- 41 -

Глава шестая

В ГИМНАЗИИ

(1903—1905)

Итак, готовиться я стал с Мишей Марченко. Мы с ним учились вместе в приходской школе, а затем в уездном училище. Это был способный юноша, с большими знаниями, первый ученик седьмого класса, поднаторевший в давании уроков.

Начинать мне пришлось с азов. С особою трудностью, пока я не привык к нему, мне давался греческий язык. Через несколько месяцев я довольно свободно читал в подлиннике «Одиссею» Гомера. Ряд предметов, как то историю, Закон Божий, русский и славянский языки, географию, я прочитывал сам. Работать нужно было много, и я работал.

В августе следующего года я выдержал экзамен в седьмой класс. Длинный светлый коридор, пахнущий краской, со множеством выходящих в него дверей, такой всегда пугающий, торжественный и чужой, стал своим. Вся сознательная жизнь прошла в стремлении к этой минуте, и нужно было время, чтобы освоить это достижение.

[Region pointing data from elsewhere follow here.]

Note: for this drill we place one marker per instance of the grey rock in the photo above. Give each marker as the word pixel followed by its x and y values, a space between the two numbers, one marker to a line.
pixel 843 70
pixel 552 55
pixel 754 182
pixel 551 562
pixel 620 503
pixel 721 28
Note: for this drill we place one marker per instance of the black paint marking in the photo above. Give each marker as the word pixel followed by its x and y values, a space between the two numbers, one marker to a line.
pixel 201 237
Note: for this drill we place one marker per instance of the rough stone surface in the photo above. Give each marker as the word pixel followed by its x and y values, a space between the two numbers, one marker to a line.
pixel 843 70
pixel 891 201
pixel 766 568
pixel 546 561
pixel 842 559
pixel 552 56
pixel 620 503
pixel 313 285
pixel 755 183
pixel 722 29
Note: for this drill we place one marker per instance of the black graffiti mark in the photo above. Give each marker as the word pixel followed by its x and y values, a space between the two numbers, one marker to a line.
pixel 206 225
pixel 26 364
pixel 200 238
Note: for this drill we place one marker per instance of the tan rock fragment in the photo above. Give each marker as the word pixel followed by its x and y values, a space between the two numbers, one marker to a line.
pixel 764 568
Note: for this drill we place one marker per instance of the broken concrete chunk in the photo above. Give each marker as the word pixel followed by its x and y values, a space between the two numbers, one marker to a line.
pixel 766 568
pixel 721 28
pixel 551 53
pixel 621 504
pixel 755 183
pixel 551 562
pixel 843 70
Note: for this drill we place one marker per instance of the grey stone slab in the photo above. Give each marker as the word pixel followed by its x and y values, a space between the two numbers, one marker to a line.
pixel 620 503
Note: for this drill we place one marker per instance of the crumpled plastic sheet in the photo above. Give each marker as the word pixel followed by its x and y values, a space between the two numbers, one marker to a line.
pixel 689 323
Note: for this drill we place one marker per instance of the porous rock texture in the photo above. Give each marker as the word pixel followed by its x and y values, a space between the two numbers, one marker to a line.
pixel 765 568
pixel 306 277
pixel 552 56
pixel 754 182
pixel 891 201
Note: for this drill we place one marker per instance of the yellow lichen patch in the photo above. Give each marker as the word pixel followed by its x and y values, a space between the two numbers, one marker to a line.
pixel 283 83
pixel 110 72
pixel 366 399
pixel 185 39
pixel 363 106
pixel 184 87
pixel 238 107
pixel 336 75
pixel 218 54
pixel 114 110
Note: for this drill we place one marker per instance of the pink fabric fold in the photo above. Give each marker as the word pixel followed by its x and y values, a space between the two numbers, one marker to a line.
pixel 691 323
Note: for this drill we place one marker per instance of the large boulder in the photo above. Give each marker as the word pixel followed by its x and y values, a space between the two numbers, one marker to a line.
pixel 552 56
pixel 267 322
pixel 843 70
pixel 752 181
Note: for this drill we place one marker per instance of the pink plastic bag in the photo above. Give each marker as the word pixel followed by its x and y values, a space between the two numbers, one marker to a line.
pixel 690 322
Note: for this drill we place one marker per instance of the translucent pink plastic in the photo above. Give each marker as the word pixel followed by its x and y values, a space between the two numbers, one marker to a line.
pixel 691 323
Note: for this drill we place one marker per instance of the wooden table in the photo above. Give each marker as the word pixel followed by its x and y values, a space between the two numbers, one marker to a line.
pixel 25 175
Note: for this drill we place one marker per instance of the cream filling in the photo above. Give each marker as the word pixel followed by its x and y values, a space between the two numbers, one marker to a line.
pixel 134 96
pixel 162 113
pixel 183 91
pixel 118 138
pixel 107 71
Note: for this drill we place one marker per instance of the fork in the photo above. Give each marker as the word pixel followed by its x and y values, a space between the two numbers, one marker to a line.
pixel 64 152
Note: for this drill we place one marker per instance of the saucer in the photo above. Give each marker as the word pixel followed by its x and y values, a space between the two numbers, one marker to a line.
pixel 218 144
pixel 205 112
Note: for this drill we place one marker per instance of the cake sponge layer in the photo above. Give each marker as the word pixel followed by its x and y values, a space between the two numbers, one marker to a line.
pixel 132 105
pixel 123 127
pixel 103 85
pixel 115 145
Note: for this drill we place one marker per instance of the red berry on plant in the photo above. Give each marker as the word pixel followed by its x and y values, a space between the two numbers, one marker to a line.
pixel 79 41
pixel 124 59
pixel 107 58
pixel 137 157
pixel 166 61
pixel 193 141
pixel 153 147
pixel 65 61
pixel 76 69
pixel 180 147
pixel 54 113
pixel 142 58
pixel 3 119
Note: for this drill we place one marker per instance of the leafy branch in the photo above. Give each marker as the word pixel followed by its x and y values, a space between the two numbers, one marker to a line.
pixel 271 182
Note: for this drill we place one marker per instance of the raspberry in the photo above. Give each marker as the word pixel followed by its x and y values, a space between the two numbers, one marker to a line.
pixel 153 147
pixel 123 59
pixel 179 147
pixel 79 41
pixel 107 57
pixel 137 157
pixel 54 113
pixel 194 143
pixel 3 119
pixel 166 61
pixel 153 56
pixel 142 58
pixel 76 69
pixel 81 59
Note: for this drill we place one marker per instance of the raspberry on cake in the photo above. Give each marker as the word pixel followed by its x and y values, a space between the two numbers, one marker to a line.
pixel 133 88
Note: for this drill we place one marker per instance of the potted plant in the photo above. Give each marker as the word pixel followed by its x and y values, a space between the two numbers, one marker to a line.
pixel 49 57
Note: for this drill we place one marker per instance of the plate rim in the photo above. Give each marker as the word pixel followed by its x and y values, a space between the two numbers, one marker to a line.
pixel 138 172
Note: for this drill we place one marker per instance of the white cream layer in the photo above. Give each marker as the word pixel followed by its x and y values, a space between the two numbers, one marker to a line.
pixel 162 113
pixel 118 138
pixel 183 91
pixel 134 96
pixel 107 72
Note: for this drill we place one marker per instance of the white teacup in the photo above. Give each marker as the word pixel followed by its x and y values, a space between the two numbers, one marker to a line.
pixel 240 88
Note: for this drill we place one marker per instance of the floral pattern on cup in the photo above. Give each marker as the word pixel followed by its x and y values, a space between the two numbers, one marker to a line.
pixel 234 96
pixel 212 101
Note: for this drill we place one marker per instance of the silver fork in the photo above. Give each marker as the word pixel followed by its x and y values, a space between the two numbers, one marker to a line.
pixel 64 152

Когда через несколько дней я вошел в класс, первым моим впечатлением была грубость нравов класса. В воздухе висела «извозчичья» терминология, шумели, бегали и дрались как малолетние. В классе было 23 ученика, сыновья служилой интеллигенции, торговцев, сельских священников. Много было приезжих, и эти жили на так называемых гимназических квартирах за 15—25 рублей в месяц на всем готовом, и там, обычно, рано осваивали табачок и водочку.

По уровню знаний и общего развития класс не был силен. Первый ученик, Моня Маршак, брат известного потом поэта Маршака, дальше рамок школьной учебы не шел. Поражала в классе «разрозненность». Сидели годами на одной парте, казалось, были друзьями, но общение ограничивалось классом и к дому не доходило. Не было никаких кружков. Всякий жил своей жизнью. Это было вовсе не то, чего я ожидал увидеть. По возрасту в классе я оказался самым старшим, по пережитому тоже. Никто, кроме меня, дальше Острогожска, ну, может быть, Воронежа, не бывал, а я мог рассказать о Москве. Кроме того, знания мои были свежи, я был хорошо подготовлен и, не пытаясь выйти в первые, сразу занял солидное место хорошего ученика. Кроме того, на письменном экзамене по ал-

- 42 -

гебре я решил задачи двум «переэкзаменовщикам» своего класса. Это обеспечило мне хороший прием у моих товарищей.

Преподавательский состав в гимназии был очень хорош. По большей части это были люди немолодые, семейные, давно уже жившие в Острогожске, с установившейся обшей и профессиональной репутацией. Те, что были моложе, были слабее, неустойчивее, иногда с явными человеческими слабостями, но все же и они стояли на большой высоте. Первым из учителей я назову Владимира Ивановича Теплых. Он преподавал нам латинский и греческий языки: первый пять раз в неделю, второй — шесть раз.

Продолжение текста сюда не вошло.